This repository is a complete, ready-to-run curriculum for learning practical data workflows without turning you into a full-time data engineer. You can work through it on your own, at your own pace, or you can run it with a group as four 60–90 minute sessions.
A lot of people who work with important data are not “data people” by training. They are domain experts who know their material deeply, but they are stuck at the edge of a very technical world of tools and jargon. That gap is real. It is also fixable.
Data science and analytics are not only for specialists. They are how you make messy information legible, how you make work repeatable, how mistakes get caught before they spread, and how outputs get published so other people can trust and reuse them. If you have ever inherited a spreadsheet that nobody can explain, or tried to merge two exports that “should match” but do not, you already know why these skills matter.
This curriculum does not dumb down the workflow. Instead, it brings people into the workflow with support. The aim is to meet in the middle. The tools and habits here travel well. The goal is to leave with a toolbox and the confidence to pull out the right tool the next time a new data problem shows up.

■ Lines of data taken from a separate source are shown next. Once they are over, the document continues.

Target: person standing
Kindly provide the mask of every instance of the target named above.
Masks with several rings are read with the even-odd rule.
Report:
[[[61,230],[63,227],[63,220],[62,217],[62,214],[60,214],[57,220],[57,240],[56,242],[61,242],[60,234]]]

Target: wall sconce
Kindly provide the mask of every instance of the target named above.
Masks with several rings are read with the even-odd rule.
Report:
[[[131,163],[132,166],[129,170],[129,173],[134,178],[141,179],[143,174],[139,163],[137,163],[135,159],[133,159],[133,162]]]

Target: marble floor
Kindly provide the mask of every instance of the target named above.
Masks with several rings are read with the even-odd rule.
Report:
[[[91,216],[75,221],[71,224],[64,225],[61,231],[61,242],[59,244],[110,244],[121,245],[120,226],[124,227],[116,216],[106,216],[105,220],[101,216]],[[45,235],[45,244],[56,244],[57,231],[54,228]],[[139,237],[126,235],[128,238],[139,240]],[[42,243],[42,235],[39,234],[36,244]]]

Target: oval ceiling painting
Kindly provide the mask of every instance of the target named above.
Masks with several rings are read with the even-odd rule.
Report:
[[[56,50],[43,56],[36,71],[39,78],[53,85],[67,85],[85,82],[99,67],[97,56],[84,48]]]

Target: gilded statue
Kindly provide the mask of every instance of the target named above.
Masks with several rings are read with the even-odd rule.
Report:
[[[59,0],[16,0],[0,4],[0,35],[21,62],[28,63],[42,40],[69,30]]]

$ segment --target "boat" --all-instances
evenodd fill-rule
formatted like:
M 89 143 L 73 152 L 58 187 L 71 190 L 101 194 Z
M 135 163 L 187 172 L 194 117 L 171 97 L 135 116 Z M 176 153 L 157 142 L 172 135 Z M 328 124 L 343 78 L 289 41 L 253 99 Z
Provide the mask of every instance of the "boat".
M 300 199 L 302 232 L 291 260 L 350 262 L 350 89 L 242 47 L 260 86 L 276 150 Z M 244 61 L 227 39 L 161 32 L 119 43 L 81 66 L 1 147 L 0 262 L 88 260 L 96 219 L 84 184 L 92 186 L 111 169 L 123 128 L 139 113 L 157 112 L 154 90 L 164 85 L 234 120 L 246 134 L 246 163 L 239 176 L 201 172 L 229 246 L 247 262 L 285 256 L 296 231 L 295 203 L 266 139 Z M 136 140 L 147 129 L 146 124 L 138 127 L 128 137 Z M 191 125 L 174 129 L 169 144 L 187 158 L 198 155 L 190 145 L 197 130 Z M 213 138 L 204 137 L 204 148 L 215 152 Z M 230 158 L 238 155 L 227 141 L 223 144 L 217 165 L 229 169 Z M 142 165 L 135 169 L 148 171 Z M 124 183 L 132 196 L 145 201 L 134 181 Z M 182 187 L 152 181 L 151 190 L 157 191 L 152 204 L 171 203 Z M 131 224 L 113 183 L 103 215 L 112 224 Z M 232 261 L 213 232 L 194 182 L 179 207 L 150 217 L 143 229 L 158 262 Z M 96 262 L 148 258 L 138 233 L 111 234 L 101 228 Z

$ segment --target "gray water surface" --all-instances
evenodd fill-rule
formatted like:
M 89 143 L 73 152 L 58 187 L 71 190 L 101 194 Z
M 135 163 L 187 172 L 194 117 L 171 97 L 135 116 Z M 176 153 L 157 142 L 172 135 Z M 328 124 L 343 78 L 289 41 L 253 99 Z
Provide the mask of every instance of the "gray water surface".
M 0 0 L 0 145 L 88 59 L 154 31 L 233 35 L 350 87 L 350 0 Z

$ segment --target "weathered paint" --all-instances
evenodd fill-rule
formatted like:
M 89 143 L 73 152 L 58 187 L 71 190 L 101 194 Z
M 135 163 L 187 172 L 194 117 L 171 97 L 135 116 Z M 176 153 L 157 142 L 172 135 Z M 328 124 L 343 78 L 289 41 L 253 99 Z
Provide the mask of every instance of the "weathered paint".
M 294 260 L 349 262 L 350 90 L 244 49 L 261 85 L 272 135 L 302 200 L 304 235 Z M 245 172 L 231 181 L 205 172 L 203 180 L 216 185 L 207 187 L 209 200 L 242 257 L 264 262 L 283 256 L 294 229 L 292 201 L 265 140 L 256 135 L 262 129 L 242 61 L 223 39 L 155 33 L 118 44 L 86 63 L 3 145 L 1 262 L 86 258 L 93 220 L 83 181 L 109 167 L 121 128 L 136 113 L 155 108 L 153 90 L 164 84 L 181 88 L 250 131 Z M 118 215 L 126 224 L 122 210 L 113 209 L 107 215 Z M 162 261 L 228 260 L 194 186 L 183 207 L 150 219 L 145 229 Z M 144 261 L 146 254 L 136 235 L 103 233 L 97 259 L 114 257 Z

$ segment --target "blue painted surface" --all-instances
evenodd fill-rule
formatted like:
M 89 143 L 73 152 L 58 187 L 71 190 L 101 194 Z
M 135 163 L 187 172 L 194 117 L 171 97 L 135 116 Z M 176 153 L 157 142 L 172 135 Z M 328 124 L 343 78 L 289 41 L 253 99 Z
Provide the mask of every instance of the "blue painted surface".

Jump to: At a glance · Quick start · Day-by-day overview · Workflow map · Your toolbox · Start here · Use, reuse, and contribute
| Item | What it means |
|---|---|
| Format | Workshop-in-a-box (solo or facilitated) |
| Time | 4 modules, 60 to 90 minutes each |
| Outcome | Clean data, repeatable workflow, quality checks, publishable package |
| Tools | OpenRefine, NiFi, Python, Colab, Pandera, Streamlit, Zenodo (optional) |
| Skill level | Domain expertise helpful; no computer science background required |
| Cost | Free and low-cost tools; avoids expensive proprietary platforms |
| What remains | Reusable workflows, checklists, and a publication-ready bundle |
If you want the simplest path:
- Read START_HERE.md
- Set up tools using TOOLBOX_SETUP.md
- Begin with Day 01 and follow the Navigation section inside each day
If this is being run with a group, the same path works. The day READMEs are written so they can act as an agenda.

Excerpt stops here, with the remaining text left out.